As an elementary school teacher, I have fielded questions about my name: “Where were you born?” “Are you Israeli?” “What’s your religion?” At one school, a student approached me after the first day of class. I had been hired to teach music, and I anticipated a question like “Who’s your favourite singer?” Or “Do you like Taylor Swift?” Instead, they asked me – point blank – “Do you support Israel?” (this was pre-Oct. 7). I was shocked by the boldness of the question. “Yes,” I said. In retrospect, I could have given a more nuanced answer if I were conversing with an adult: I don’t always agree with Israeli policies, but I believe in Israel’s right to exist as a sovereign state.

The story might have ended there, had it not been for a conversation I had later that day with the student’s teacher. She agreed that they had crossed a line. Moreover, she reiterated how important our names are – something teachers are always emphasizing to students, in efforts to affirm their identities in our classroom. “I have a long ethnic name that’s hard to pronounce,” she said, “but I have my students say it, instead of calling me Mrs. P because it’s easier.”

Ultimately, the student apologized, and I showed them a photo of my grandfather, Morris Israel, dressed in his First World War uniform. I explained that my family had roots in Quebec that dated to 1900 – I am third-generation Canadian on my father’s side. We were Israel before Israel was Israel!

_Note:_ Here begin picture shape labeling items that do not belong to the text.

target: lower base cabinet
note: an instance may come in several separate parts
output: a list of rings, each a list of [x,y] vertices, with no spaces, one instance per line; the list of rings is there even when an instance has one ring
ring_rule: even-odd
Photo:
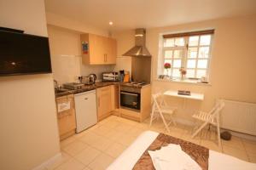
[[[119,86],[110,85],[96,89],[98,122],[110,116],[119,107]]]
[[[60,139],[64,139],[75,133],[76,116],[73,94],[56,98]]]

I have learned that the only way to get to know “the other” – someone outside our own group, religion or culture – is to engage in dialogue. In 2017, I travelled to Israel and befriended a Palestinian man while on a hiking trip. He was the last person I ever expected to meet, let alone spend time with. I remember how nervous I was when I went to Bethlehem to have lunch with him. But I trusted my gut – that I would be safe with him. Ultimately, we got to know each other – not as Jew and Muslim or Canadian and Palestinian, but as two human beings.

During that fateful trip, I toyed with the idea of making Aliyah – moving to Israel – but ultimately decided to continue living my life in Canada. I wanted to live the rest of my life as a Jewish individual in a multicultural society, instead of as a Jew in a Jewish state. I wanted to continue living in the country that had opened its doors to my Lithuanian and Russian grandparents, who had fled the persecutions and pogroms of Europe.

I am one of Canada’s 400,000 Jewish citizens – 1 per cent of the population. We are statistically insignificant, yet we are on the receiving end of so much hatred and bigotry. I know what it’s like to open up a textbook and see multiple swastikas and the word Jew crossed out. How do children learn to hate at such a young age?

My goal as a teacher is to share my culture and identity with students who have no clue about Judaism. I want to do what I can to combat the hate, ignorance and antisemitism I see being unleashed in my country of birth. I am a proud Canadian named Israel. Get to know me beyond my name.

Robyn Israel lives in London, Ont.

Editor’s note: A previous version of this article incorrectly stated that Jewish citizens comprise 0.1 per cent of the Canadian population. They are 1 per cent of the population. This version has been updated.